Anthem Alumni: Conner Salter

Surviving College

I thought I knew everything when I left for my first year of college. I’d visited the university campus for three weeks a year before, so I knew the basic layout and where to go for whatever I needed. I’d taken community college classes throughout high school, so I figured I knew what classes would be like. Of course, it turned out I wasn’t nearly as prepared as I thought. I faced many challenges my first year of college, here are three things I learned that will help you survive the biggest ones.

First, learn to live and get along with strange people. My chosen college, Taylor University, is in Indiana so I lived in a dormitory with two roommates. I knew one roommate from my three-week visit, the other guy I had never met before and didn’t have much in common with. We didn’t hate or kill each other, but it was definitely awkward sometimes.

Even if you’re used to sharing a bedroom and get roommates you mesh perfectly with, you’ll still have to decide all the little things that come with living in a college dorm. Things you’ve never had to deal with before like “Can I bring my girlfriends/boyfriend over? If so, can we get some alone time or does the door have to stay open?” Sometimes, you’ll disagree about how things should go, and you need to know how to deal with conflict while still living in peace with everyone (Romans 12:18).

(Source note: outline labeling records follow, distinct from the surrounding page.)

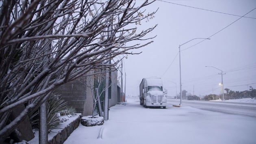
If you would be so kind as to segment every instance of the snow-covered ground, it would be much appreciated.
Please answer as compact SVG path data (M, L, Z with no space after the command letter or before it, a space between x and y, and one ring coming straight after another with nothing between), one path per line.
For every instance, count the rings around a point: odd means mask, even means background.
M216 100L219 101L219 100ZM226 102L232 102L245 103L256 103L256 99L254 98L244 98L236 99L228 99L225 101Z
M81 125L64 144L255 144L256 118L189 106L145 108L137 98L110 108L101 126Z

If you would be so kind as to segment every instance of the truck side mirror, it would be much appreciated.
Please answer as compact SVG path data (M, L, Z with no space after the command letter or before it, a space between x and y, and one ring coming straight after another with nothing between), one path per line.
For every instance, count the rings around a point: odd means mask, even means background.
M165 91L163 92L165 94L167 94L167 90L165 89Z

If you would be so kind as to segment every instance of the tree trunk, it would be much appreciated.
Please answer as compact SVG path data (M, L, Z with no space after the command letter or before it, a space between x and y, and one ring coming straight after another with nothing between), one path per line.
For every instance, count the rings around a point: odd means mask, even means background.
M43 103L40 107L39 112L39 144L47 144L48 143L48 131L46 101Z
M99 88L96 88L96 96L97 98L97 103L98 103L98 108L99 109L99 116L103 116L102 109L101 108L101 104L100 103L100 99L99 96Z
M108 119L108 82L109 79L109 72L107 71L106 73L106 90L105 90L105 97L104 97L104 120Z

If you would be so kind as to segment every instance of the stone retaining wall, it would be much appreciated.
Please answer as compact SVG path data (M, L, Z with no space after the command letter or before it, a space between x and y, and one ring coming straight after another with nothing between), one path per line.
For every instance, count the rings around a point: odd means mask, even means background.
M80 123L81 115L78 117L75 120L70 123L68 125L59 132L51 140L48 141L48 144L62 144L70 134L76 129Z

If it’s possible, do what I did and take some time off between high school and college to go on some kind of trip. It can be an extended missions trip, it can be an out-of-state summer job, something that forces you to leave home and live with new people. You’ll learn how to get along by necessity and be miles ahead of many incoming college students.

Second, balance your friends and grades. Lots of people talk about living the party lifestyle in college, focusing more on having fun and on social relationships than on classwork. I have the opposite problem. My first semester I barely went to any events, got most of my assignments done two weeks in advance, started my freelance writing career and somehow found time to start a weekly blog. On paper I accomplished a lot, but I barely spent any time relaxing or building relationships. By the end of my second semester, I was seeing just how unhealthy it is to be that isolated.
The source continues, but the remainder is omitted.